Lenka Benova

Advocating for pregnant women before, during, and after a pandemic

Story by Katy Ibsen
Photograph courtesy of Lenka Benova

As a professor of maternal and reproductive health at the Institute of Tropical Medicine in Antwerp, Belgium, Lenka Benova, BSBA ’02, is accustomed to long odds.

For decades, the 2013 Suffolk 10 Under 10 alumni honoree has worked to improve care for women during pregnancy and childbirth in low-resource communities and in countries that lack reliable healthcare systems. She has worked to upgrade facilities, provide more training, and increase outreach and support. If progress was slower than she liked, and not always steady, at least it was being made.

Then came COVID-19.

For the past year, Benova watched as the pandemic decimated decades of progress on maternal health. Pregnant women with already-limited access to healthcare were told not to come to facilities overwhelmed with COVID-19 patients, or were prevented from traveling by lockdown restrictions and roadblocks.

Benova also saw an increase in stillbirths, because even when pregnant women were able to get care it often came too late, especially for higher-risk pregnancies. “Every country has failed at protecting maternal health services, which women require 24/7 when they’re pregnant and giving birth,” she says.

As they work to rebuild these services, Benova and her colleagues are also analyzing how and where systems failed. This work is critical: It could provide the foundation for an improved response in future pandemics, as well as a strong case for better pregnancy healthcare worldwide.

“I didn’t think things were going to fall apart as much as they did,” she says. “But you can’t work in this field and be pessimistic.” She points to a facility in Nigeria where a patient, struggling with both COVID-19 and asthma, spent close to two weeks on oxygen following a cesarean section. To make sure the new mother didn’t run out of oxygen, which had to be manually administered, a technician slept next to her for 11 days. “There’s a lot of resilience,” Benova says.“People keep pushing to provide good care.”

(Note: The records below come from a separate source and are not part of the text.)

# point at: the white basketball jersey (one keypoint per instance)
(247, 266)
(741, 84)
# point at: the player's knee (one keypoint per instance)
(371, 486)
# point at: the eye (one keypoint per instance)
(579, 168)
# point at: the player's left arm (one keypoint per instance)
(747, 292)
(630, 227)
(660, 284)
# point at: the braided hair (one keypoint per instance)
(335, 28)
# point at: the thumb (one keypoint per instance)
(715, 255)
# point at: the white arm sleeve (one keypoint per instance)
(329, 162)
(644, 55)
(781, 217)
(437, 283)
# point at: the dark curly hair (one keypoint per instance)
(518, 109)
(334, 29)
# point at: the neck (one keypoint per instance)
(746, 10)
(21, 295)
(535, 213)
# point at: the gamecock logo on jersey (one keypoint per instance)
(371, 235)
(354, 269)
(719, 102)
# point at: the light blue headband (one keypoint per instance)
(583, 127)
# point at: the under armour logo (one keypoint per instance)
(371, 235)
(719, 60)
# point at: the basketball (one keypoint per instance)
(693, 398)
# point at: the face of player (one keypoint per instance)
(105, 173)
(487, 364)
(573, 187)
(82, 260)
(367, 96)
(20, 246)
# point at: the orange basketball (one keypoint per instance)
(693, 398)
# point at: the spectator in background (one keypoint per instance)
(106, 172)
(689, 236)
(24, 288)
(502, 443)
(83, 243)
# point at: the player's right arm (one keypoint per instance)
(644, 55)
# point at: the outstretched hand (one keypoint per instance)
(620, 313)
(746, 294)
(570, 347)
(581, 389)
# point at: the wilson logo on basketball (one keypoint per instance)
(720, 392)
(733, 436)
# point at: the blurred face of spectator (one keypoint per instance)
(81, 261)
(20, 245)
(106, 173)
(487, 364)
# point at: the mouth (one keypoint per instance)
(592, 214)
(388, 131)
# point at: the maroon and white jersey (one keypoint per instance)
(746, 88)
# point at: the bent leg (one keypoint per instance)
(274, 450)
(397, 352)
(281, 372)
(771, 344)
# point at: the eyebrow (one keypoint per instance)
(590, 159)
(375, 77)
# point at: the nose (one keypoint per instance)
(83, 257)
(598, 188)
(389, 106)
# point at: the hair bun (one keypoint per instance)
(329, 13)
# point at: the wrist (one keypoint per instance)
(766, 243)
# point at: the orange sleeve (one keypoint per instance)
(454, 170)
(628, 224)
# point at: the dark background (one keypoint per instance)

Benova’s introduction to public health came not long after graduating from Suffolk, when she joined Doctors Without Borders (MSF) as a financial coordinator in Nigeria. After earning a master’s degree in Middle East studies at the American University of Cairo, she continued her work with MSF in South Sudan and the Palestinian territories.She later moved to London to pursue her master’s degree in demography and a PhD in population studies, focusing on how people seek healthcare—and how their socioeconomic status impacts the kind of care they can access and receive.

After seeing the fallout from 2020, Benova believes the way forward is to focus on organizing at the local level. When issues around pregnancy and the pandemic began to arise, she says, it was women’s groups, nongovernmental organizations, and human rights coalitions that advocated for maternal healthcare.

Benova sees the potential for all women, pregnant or not, as well as their partners, to engage in local organizing. In the U.S., advocates could be patient groups affiliated with a hospital or provider. “Those are very powerful ways to affect the provision and quality of care,” she says.